As of Aug. 4, the trailing 12-month performance for the S&P 500 Low Volatility Index was a whopping 14.1%, while the S&P 500 gained a modest 5.5%. Of course, outperformance isn’t necessarily a sign that something is amiss, and there’s solid research that shows a low-volatility anomaly does exist (see “Minimum-Variance Portfolios in the U.S. Equity Market” in the Fall 2006 issue of the Journal of Portfolio Management). Therefore, we might expect equal or better performance with less risk over time from low-volatility stocks. As an asset manager offering low-volatility-based strategies, we at 361 Capital certainly believe that. But there’s a difference between mindlessly plowing money into naïve approaches to low-volatility investing that by most measures look overvalued, and taking a more thoughtful, fundamentally driven and valuation-conscious approach.
We know that the payoffs to various factors, e.g., value, size and quality, change over time (see “Factor Investing: A Post-Modern Portfolio Theory”). Take value for instance. Whether or not you believe the payoff to value is a function of risk or due to behavioral biases, the evidence is clear that there is a premium that can be harvested. However, as all value managers understand too well, value can go out of favor for extremely long and painful periods of time.
That doesn’t mean value doesn’t work; it’s simply that what investors are attracted to changes with the market environment. With that knowledge, investors have to choose between two paths.
Investing in smart beta products that provide pure factor exposure, knowing that no matter the factor, it will go through periods of outperformance, and in doing so, will rob the future of those same returns, as factor performance inevitably mean reverts.

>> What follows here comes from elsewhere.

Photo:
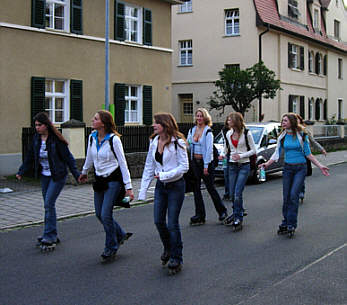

Going the active route, entrusting that a strategy that takes into account changing fundamentals and valuation levels, and the impact thereof on future returns, can better manage the ever-changing landscape. An important characteristic of a properly risk-managed active approach is that unlike passive options, the risk of following the lemmings off the cliff can be greatly diminished.
As we consider the outlook for passive low-volatility approaches, warning signs abound. In the past month alone, we’ve come across reports from The Leuthold Group, Research Affiliates and JPMorgan questioning the wisdom of piling into this hot area of the market.
Looking at the valuation dispersion of a number of popular ETFs can shed additional light on this theme.
Advisors are faced with an interesting dilemma regarding multiple long-term factor payoffs, including low-volatility approaches. Although valuation is admittedly a useless short-term market indicator, ignoring valuations at their extremes could invite peril.
The solution may be to use individual stock selection through active management to gain exposure to factors like low volatility. After all, continuing to add to passive approaches that are blind to growing risk factors is to repeat the mistakes of the past.
According to Buddhist doctrine, it takes 10,000 years for a soul to evolve to its next level. Most investors have a slightly shorter time frame over which to learn from their mistakes and become more enlightened. Now might be a good time to start that process.